2010/10/12 Harry Graham <HarryGraham@xxxxxxxxxx>

>  For demonstration purposes, there are much simpler approaches than
> writing a driver.  For example, drop your movie file into graphedt, and it
> will create a graph for playing.  Then write a grabber filter, and insert it
> into the audio out path.  Implement your audio processing in the grabber
> filter.
> For a real product, it would still be much simpler to implement a player
> than a driver.
> Best of luck.
> Harry
>  ------------------------------
> *From:* wdmaudiodev-bounce@xxxxxxxxxxxxx [mailto:
> wdmaudiodev-bounce@xxxxxxxxxxxxx] *On Behalf Of *niaren 9
> *Sent:* Monday, October 11, 2010 2:41 PM
> *To:* Tim Roberts
> *Cc:* wdmaudiodev@xxxxxxxxxxxxx
> *Subject:* [wdmaudiodev] Re: newbie questions
> Thanks Tim,
> Point taken!
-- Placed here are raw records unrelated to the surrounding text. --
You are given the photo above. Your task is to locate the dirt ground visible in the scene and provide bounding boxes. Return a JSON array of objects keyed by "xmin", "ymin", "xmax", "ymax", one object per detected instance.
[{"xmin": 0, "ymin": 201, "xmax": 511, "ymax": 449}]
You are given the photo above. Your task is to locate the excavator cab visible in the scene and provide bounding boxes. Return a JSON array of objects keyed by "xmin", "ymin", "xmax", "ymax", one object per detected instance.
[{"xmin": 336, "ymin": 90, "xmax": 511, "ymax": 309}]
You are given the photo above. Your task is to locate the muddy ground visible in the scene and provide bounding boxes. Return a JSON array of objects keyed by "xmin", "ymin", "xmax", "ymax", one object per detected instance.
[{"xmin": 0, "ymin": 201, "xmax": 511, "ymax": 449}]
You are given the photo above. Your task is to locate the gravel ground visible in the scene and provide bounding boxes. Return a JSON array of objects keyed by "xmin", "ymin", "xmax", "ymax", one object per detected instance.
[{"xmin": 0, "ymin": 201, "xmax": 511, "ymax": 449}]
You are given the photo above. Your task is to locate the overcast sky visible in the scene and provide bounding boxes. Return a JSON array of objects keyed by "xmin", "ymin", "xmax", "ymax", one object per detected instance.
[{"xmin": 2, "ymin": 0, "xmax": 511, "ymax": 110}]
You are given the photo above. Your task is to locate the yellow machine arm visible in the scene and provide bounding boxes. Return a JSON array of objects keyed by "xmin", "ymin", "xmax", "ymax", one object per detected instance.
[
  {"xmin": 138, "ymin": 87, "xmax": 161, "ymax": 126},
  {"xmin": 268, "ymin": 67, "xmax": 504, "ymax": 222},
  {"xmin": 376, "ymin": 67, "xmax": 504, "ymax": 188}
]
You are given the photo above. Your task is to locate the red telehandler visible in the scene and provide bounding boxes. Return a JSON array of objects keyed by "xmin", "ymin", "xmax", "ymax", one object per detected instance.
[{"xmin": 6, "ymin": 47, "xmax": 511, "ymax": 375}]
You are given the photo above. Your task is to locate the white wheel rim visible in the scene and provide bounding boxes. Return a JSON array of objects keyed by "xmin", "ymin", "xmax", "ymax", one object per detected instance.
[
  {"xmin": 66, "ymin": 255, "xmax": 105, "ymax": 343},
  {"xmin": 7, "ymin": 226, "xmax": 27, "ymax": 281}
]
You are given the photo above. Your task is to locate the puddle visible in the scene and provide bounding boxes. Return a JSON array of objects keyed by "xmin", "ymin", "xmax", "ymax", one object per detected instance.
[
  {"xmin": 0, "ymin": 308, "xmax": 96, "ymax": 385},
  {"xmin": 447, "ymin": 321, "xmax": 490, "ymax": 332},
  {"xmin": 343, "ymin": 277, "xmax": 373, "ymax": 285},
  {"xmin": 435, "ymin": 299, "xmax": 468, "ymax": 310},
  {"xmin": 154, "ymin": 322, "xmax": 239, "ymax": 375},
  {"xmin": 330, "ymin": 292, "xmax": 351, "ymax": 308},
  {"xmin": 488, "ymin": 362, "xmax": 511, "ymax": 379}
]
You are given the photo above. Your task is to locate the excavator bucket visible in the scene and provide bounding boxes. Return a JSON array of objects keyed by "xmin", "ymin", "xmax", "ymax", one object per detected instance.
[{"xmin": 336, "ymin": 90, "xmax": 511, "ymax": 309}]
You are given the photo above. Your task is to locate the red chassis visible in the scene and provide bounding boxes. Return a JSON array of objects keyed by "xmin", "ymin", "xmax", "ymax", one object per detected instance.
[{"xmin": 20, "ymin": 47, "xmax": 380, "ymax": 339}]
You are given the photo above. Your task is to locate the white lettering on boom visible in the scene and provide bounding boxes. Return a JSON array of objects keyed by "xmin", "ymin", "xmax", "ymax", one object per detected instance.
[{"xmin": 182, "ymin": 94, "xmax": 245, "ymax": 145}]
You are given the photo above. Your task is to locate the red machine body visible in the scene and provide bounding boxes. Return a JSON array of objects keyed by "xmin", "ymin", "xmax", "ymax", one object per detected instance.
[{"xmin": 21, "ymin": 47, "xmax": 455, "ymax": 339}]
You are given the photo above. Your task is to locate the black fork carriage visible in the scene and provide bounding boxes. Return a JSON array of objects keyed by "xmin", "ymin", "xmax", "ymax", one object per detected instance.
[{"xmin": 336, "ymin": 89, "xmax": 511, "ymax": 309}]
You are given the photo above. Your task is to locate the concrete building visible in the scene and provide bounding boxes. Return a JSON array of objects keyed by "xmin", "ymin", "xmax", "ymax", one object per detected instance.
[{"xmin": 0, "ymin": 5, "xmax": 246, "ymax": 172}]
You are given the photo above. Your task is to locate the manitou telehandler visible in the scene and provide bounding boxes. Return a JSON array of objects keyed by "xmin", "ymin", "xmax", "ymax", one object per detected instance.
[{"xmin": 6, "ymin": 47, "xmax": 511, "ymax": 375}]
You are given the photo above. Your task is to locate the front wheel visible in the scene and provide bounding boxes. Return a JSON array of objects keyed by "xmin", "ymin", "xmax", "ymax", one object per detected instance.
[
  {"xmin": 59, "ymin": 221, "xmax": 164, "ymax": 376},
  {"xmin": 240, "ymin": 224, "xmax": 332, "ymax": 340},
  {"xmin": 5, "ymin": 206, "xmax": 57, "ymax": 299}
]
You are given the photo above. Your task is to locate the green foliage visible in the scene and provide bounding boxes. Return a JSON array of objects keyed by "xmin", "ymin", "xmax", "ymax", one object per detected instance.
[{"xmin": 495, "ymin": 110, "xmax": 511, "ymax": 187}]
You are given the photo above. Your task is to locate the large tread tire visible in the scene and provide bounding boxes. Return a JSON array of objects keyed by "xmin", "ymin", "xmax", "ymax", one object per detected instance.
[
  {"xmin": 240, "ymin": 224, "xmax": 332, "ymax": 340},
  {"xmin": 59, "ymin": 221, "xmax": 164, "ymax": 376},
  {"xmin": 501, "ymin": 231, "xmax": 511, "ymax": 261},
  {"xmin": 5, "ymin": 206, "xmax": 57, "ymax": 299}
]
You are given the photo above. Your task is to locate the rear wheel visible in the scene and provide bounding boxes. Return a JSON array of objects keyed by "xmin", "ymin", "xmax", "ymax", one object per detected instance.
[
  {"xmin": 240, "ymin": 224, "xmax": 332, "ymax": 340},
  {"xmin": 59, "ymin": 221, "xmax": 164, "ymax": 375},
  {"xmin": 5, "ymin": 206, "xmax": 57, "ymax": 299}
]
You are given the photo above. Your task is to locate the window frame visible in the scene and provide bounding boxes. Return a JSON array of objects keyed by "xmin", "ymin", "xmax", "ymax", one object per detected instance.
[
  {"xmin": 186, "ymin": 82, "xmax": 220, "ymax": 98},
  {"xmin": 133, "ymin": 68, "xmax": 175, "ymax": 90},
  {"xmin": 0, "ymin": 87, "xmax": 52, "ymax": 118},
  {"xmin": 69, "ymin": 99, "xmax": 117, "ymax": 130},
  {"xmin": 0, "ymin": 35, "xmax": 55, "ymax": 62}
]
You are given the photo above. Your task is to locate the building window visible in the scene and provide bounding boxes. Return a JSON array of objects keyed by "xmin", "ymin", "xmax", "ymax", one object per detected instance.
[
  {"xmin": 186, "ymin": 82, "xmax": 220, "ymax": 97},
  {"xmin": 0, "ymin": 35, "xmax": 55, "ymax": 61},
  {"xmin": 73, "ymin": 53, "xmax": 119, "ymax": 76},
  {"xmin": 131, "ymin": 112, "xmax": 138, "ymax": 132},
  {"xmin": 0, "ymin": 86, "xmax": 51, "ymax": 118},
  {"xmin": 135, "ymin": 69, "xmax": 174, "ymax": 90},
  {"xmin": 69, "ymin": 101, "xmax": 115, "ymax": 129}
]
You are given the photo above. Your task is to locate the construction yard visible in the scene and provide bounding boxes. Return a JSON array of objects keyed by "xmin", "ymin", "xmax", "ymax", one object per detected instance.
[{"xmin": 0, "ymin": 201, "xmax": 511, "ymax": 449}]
What I meant was the most used OS versions today. I believe XP
> is one of them.
> If I understand you correctly then if I want to support OS versions from XP
> and beyond then there is no obvious (best practice) way to do it because XP
> requires an avstream filter driver implementation and for Vista and win7
> this is not recommended. That is not what I had hoped fore. Then two
> different implementations are required, one for XP and one for the
> remaining.
> I'm not familiar with the new audio philosophy but in the scenario I have
> in mind the user actively starts a control application for the AVStream
> driver. In this view a given media player does not directly request extra
> audio features in the audio stream but the user requests it by starting the
> control application and by enabling the features in the GUI control
> application.
> What I want is to process the audio stream before it is going to the
> speaker(s). In this way I don't have to implement a movie player myself in
> order to demonstrate the audio features for movies. Any player would do.
> niaren
> Windows XP was released in 2001.  It's not really accurate to call it
> "newer".
> > and with any media player available (not just windows media
> > player).The audio processing must be controlable for the user and the
> > audio processing is intended for music and movie playback
> > primarily.How can I do that? From what I have read, it seems I could
> > achieve the above by inserting a filter into the audio driver stack. I
> > believe this should be possible by implementing an AVStream driver.
> > My first question: Is this correct?
> In XP, that's really the only option.  In Vista and beyond, you have the
> option of implementing a System Effects Audio Processing Object (SysFx
> APO), although the philosophy is that such an object is directly
> associated with a specific piece of hardware.  The new audio philosophy
> simply does not allow your model.   There should not be anything in the
> audio stream that the application did not specifically request.  Thus,
> you are fighting the system.
> > Follow up question? Is there is an easier way to achieve what I want?
> > Can it for instance be done without any driver development?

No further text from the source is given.